I like this example because the money you are betting is akin to the time money and effort you will put into any major life decision. Understanding this example allows you apply the same concepts to a wide range of potentially life changing decisions.
“Let’s pretend based on that player/hand example that the player would fold 40% of the time. Let’s pretend you’d lose the hand 100% of the time he calls (you wouldn’t, but again we’re keeping the example simple). Assuming these things, here is what would happen:
60% of the time, you’d lose $15.
40% of the time, you’d win $30.
60% x ($15) = ($9)
40% x $30 = $12
(-$9) + $12 = $3
EV = +$3
Your EV is $3, because that’s your expected profit from making that bet. Whether you lose on this one individual hand is irrelevant. You make $3 in EV. Over the long run, all of the +EV spots add up. A LOT. Most amateurs would pass up that spot to bet. Most professionals would not.” –ForeverJobless
This example relates perfectly to many decisions in life that have a relatively high probability of loss. People will look at the probability of loss and not be able to wrap their head around it. As mentioned above, humans are much more sensitive to loss.
As soon as we realize their is a potential for loss it is almost as though all further calculations stop. This is a huge mistake and will end up costing you a ton of time, money and effort in the long run.
As the example above demonstrates, you are literally leaving money on the table by allowing your decision making to be taken over by your loss aversion. You need to be able to resist your tendency to want to avoid loss by understanding exactly what you stand to lose as well as what you stand to gain in the future given your choice.
Even when you might lose something substantial, when you are just as likely to gain something far more valuable it is in your best interest to go for it. Over time, playing all your decisions is far more safe. Given enough time, this strategy nearly guarantees a poor outcome.

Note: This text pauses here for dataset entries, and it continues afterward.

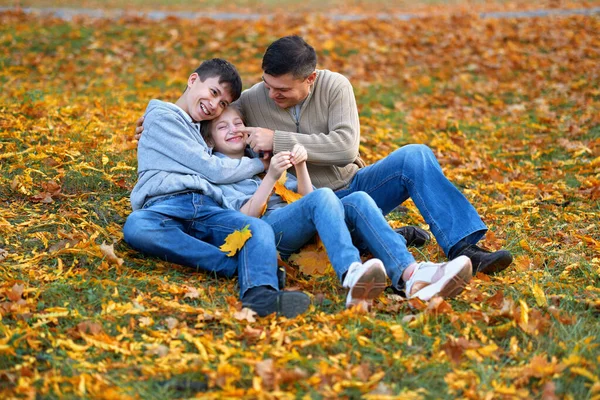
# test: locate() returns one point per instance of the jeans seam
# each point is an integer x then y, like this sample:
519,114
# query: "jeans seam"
426,211
384,244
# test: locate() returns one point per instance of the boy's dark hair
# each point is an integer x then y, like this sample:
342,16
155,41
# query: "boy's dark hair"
290,54
225,71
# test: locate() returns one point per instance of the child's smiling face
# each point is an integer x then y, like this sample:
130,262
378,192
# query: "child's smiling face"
206,100
225,135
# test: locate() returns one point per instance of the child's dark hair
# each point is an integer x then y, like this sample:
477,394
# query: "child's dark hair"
206,125
290,54
225,71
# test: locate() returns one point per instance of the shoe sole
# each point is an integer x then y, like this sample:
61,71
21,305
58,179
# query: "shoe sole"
458,273
292,304
370,285
502,261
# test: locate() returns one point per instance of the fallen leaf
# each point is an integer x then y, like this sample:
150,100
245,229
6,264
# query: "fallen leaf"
235,241
191,293
245,314
15,292
109,253
312,260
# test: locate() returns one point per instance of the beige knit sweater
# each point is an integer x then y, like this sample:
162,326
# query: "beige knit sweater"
328,129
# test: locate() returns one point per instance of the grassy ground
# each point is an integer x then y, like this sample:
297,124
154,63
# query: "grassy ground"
509,106
291,6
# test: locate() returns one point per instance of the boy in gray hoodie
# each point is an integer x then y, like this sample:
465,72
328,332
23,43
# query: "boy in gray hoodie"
177,203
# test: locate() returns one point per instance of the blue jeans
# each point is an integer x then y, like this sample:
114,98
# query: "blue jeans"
356,218
189,228
413,171
318,212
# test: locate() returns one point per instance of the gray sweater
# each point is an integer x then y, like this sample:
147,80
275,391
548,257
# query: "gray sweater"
173,158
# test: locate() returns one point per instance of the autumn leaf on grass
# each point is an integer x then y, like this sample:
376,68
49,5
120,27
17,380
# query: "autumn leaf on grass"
540,297
287,195
109,253
191,292
245,314
235,241
312,260
51,191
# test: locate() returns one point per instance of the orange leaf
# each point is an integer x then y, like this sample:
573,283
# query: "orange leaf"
235,241
109,253
245,314
312,260
192,293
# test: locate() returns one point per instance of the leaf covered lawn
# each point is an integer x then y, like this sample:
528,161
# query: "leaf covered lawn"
510,106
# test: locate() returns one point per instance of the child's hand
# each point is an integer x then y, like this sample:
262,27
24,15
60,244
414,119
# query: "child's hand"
279,163
299,154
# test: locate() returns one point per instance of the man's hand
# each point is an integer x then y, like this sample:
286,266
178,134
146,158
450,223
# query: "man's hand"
279,163
259,139
299,154
139,128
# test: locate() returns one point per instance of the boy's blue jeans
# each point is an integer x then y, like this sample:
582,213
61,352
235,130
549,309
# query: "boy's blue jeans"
188,229
339,222
413,171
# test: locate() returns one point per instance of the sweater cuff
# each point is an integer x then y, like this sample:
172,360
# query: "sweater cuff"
283,141
257,166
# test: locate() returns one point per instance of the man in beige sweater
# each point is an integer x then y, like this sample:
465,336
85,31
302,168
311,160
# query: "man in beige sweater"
297,103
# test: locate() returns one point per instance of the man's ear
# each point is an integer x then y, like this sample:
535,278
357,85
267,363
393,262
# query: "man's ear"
311,78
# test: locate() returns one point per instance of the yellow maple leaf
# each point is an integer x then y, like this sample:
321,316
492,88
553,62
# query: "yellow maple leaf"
540,297
287,195
312,260
235,241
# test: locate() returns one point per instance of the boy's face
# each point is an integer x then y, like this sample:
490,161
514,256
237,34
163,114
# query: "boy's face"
206,100
225,135
286,90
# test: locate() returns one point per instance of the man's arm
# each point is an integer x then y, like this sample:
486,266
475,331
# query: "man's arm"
167,139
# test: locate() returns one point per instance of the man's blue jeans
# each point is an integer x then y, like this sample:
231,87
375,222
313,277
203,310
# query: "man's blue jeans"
339,222
413,171
189,228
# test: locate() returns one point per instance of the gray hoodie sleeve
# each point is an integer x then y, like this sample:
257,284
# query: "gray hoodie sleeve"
168,142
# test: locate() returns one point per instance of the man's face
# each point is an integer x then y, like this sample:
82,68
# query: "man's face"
225,135
206,100
286,90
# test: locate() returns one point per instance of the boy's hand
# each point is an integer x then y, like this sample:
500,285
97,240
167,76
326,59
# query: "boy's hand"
279,163
259,139
299,154
139,128
266,160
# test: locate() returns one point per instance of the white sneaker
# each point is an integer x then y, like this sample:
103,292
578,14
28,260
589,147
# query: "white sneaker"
365,281
446,279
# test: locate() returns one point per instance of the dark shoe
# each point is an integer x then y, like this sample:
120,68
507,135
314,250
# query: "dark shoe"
414,235
281,277
265,300
486,261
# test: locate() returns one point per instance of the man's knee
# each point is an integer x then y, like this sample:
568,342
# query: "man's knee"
359,203
260,230
133,229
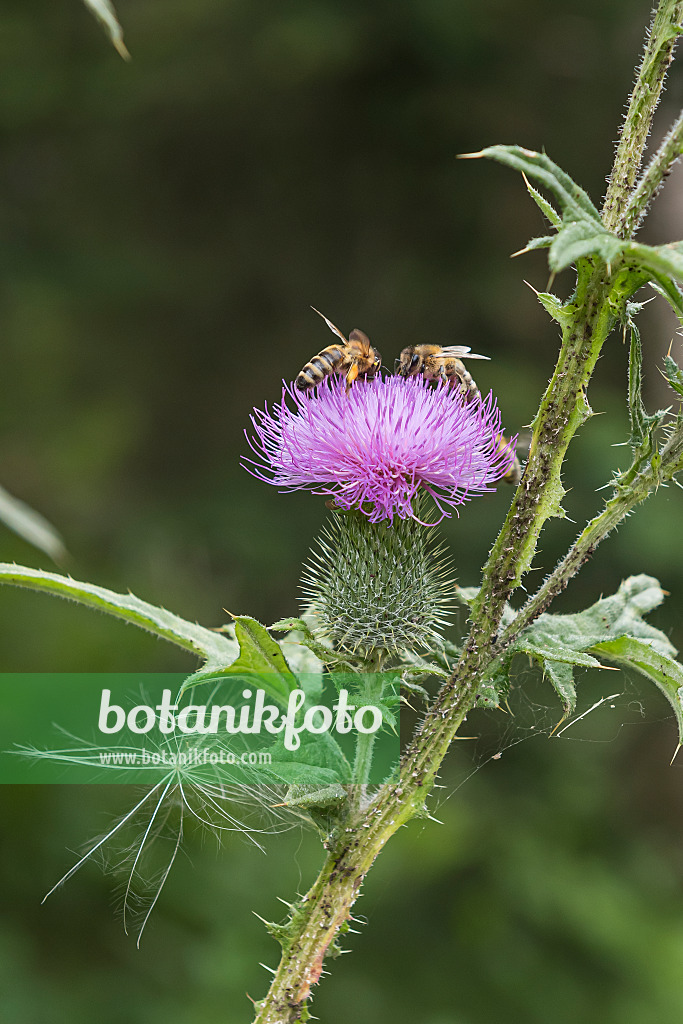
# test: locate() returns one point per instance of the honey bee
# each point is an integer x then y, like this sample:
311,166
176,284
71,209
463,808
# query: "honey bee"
353,356
437,364
444,364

It’s definitely easier to write and talk about the suck cost fallacy then to actually prevent against it in your everyday life. Generally the decisions that are most heavily influenced by the sunk cost fallacy are those that are heavily charged with emotions and confounding factors.
The decisions that are the hardest to make are the ones that are complex and can be approached from many angles. While it would be nice to look at ending a career or a relationship in the same way you can look at raising a bet in a game of poker, the potential outcomes of decisions involving complex matters are far more nuanced.